Uno de los logros más destacados de Sara es El Viajero, un bar que ha capturado la atención tanto de los locales como de los turistas. Ubicado en el barrio de La Latina, este establecimiento no solo es conocido por su ambiente acogedor y plantas que adornan su azotea, sino también por una carta que ofrece una experiencia culinaria única. La popularidad del lugar se traduce en largas colas de espera, lo que demuestra el reconocimiento creciente del espacio en la escena madrileña.

Desde camarera a empresaria

Sara comenzó su andanza en el negocio de la hostelería como camarera en El Viajero, donde, guiada por su madre, fue asumiendo responsabilidades con el tiempo. Esta experiencia le permitió cocinar y aprender de quienes la rodeaban, así como tomar decisiones importantes sobre el funcionamiento del bar. Esta formación no fue solo práctica; fue vital para desarrollar un entendimiento profundo que más tarde aplicaría como manager.

La creación de Los 33

En su afán por innovar y expandir su influencia en el sector, Sara junto a su marido, apertura Los 33, un restaurante que ha generado gran revuelo no solo por su oferta culinaria, sino también por su diseño íntimo y acogedor. La esperada experiencia gastronómica que ofrecen ha ocasionado que las reservas tengan listas de espera que pueden alcanzar incluso los cinco meses. Su éxito no es casualidad; refleja la tendencia creciente por experiencias exclusivas y de calidad en la hostelería moderna.

Relaciones familiares y apoyo mutuo en el negocio

Uno de los componentes más interesantes en la historia de Sara es su relación con Samantha Vallejo-Nágera, su madrastra, quien es una reconocida figura en el mundo de la cocina. A pesar de la distancia generacional y de sus distintos caminos profesionales, han forjado una colaboración enriquecedora, donde el apoyo mutuo ha sido clave. Vallejo-Nágera ha sido fundamental en la carrera de Sara, ayudando a proporcionar visibilidad y prestigio a sus negocios.

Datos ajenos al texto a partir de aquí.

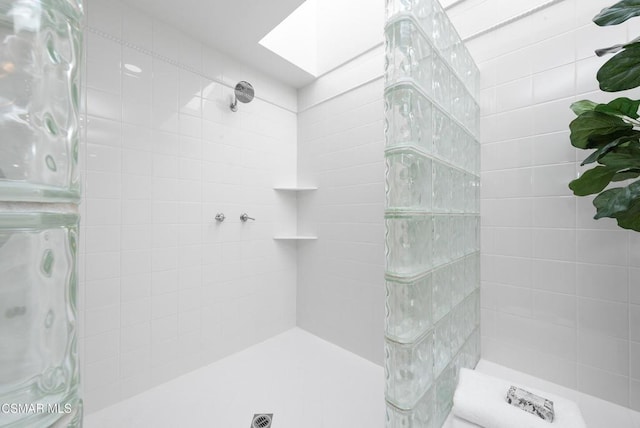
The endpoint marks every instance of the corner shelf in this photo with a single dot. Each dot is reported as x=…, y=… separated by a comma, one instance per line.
x=294, y=188
x=295, y=238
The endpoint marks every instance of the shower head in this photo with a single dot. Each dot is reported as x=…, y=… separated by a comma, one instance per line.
x=244, y=93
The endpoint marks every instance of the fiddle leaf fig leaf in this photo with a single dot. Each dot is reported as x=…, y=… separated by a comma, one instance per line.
x=620, y=106
x=622, y=158
x=622, y=71
x=610, y=49
x=586, y=128
x=592, y=181
x=630, y=219
x=618, y=13
x=582, y=106
x=626, y=175
x=612, y=202
x=598, y=154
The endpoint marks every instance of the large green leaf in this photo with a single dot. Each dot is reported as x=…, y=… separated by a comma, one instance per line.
x=592, y=181
x=592, y=124
x=623, y=157
x=626, y=174
x=598, y=154
x=620, y=106
x=582, y=106
x=616, y=48
x=630, y=219
x=613, y=202
x=622, y=71
x=618, y=13
x=610, y=49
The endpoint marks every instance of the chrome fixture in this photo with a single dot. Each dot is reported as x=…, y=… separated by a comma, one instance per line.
x=244, y=93
x=244, y=217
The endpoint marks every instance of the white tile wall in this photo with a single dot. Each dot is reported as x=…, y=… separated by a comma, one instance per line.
x=164, y=288
x=340, y=150
x=560, y=291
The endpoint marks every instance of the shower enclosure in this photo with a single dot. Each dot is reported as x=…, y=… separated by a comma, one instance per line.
x=39, y=188
x=432, y=217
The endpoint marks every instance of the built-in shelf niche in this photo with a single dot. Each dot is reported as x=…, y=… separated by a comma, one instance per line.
x=294, y=236
x=294, y=188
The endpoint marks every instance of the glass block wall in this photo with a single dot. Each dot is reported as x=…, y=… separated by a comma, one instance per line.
x=432, y=220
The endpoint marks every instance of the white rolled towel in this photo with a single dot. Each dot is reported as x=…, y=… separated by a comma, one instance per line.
x=481, y=399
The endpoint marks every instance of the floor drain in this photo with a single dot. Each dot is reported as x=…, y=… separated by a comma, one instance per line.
x=262, y=420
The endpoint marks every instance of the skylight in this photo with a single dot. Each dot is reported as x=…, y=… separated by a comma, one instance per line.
x=296, y=38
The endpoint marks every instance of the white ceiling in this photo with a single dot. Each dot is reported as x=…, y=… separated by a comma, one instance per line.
x=472, y=16
x=234, y=27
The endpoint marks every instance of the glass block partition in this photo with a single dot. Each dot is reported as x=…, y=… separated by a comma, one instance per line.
x=432, y=220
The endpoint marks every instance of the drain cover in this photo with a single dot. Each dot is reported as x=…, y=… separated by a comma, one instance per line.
x=262, y=420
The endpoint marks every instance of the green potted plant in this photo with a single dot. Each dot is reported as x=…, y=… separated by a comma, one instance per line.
x=612, y=130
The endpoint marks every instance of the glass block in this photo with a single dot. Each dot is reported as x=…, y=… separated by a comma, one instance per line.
x=469, y=205
x=456, y=278
x=442, y=344
x=457, y=191
x=445, y=387
x=407, y=118
x=442, y=188
x=441, y=85
x=472, y=116
x=458, y=146
x=442, y=293
x=38, y=291
x=408, y=309
x=476, y=198
x=457, y=236
x=40, y=57
x=408, y=371
x=408, y=244
x=458, y=98
x=459, y=328
x=420, y=416
x=442, y=134
x=442, y=31
x=471, y=276
x=407, y=180
x=407, y=54
x=441, y=240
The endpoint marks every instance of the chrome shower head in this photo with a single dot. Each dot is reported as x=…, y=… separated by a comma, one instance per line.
x=244, y=93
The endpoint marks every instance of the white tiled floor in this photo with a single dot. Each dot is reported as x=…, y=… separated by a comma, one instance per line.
x=303, y=380
x=597, y=413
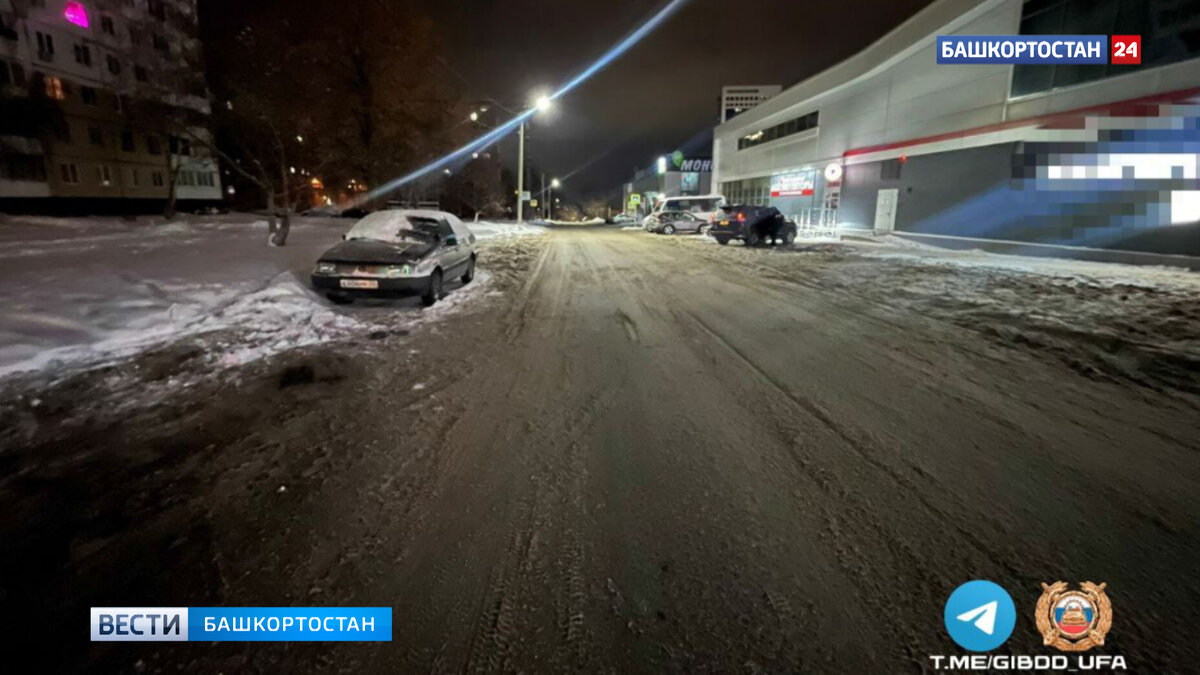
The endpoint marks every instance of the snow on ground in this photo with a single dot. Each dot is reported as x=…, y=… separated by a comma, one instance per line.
x=81, y=293
x=498, y=230
x=1115, y=322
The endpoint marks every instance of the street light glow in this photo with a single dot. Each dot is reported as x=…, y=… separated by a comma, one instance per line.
x=520, y=119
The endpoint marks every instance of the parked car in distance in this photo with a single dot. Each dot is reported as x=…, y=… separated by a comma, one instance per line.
x=702, y=205
x=751, y=225
x=395, y=254
x=670, y=222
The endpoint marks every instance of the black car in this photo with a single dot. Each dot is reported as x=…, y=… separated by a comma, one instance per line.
x=395, y=254
x=751, y=225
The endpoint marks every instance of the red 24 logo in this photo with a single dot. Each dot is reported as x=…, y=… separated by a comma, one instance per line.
x=1126, y=49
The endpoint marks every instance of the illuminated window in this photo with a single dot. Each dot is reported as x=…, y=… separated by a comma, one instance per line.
x=76, y=13
x=45, y=47
x=54, y=88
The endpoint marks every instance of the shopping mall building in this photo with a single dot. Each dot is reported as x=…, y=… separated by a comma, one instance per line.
x=1096, y=160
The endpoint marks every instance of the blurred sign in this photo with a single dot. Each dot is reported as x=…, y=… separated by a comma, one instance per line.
x=798, y=184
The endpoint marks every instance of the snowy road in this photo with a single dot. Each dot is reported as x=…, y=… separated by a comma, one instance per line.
x=646, y=454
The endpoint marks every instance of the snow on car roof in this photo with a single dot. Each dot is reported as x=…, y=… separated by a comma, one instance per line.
x=387, y=225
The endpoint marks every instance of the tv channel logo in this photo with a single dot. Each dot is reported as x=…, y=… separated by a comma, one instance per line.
x=979, y=615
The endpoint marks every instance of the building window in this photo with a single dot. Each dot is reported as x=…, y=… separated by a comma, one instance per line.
x=179, y=145
x=23, y=167
x=54, y=88
x=83, y=54
x=45, y=47
x=781, y=130
x=1170, y=33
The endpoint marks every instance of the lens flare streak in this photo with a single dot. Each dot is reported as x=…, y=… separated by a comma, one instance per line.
x=511, y=125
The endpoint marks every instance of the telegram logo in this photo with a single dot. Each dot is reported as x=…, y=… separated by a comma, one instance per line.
x=979, y=615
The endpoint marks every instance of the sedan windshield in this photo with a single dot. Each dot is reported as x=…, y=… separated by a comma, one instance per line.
x=394, y=226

Una boda singular y una visión a futuro

El vínculo de Sara con su esposo, Ignacio Ventosa Albert, también destaca la conexión entre negocios y relaciones personales. Su romántica boda en Segovia fue una celebración que simbolizó no solo su amor, sino también su compromiso en el mundo empresarial. Con una visión compartida, han realizado diversos proyectos, incluyendo una agencia de comunicación, que busca potenciar la escena hostelera madrileña con creatividad y autenticidad.

Conclusión: Un futuro prometedor en la hostelería

La trayectoria de Sara Aznar ejemplifica cómo la fusión de pasión, esfuerzo y legado familiar pueden dar lugar a un impacto significativo en la gastronomía. A medida que avanza en su carrera, con proyectos nuevos y emocionantes en mente, está destinada a seguir siendo una influencia y modelo a seguir en la vibrante escena de la hostelería de Madrid.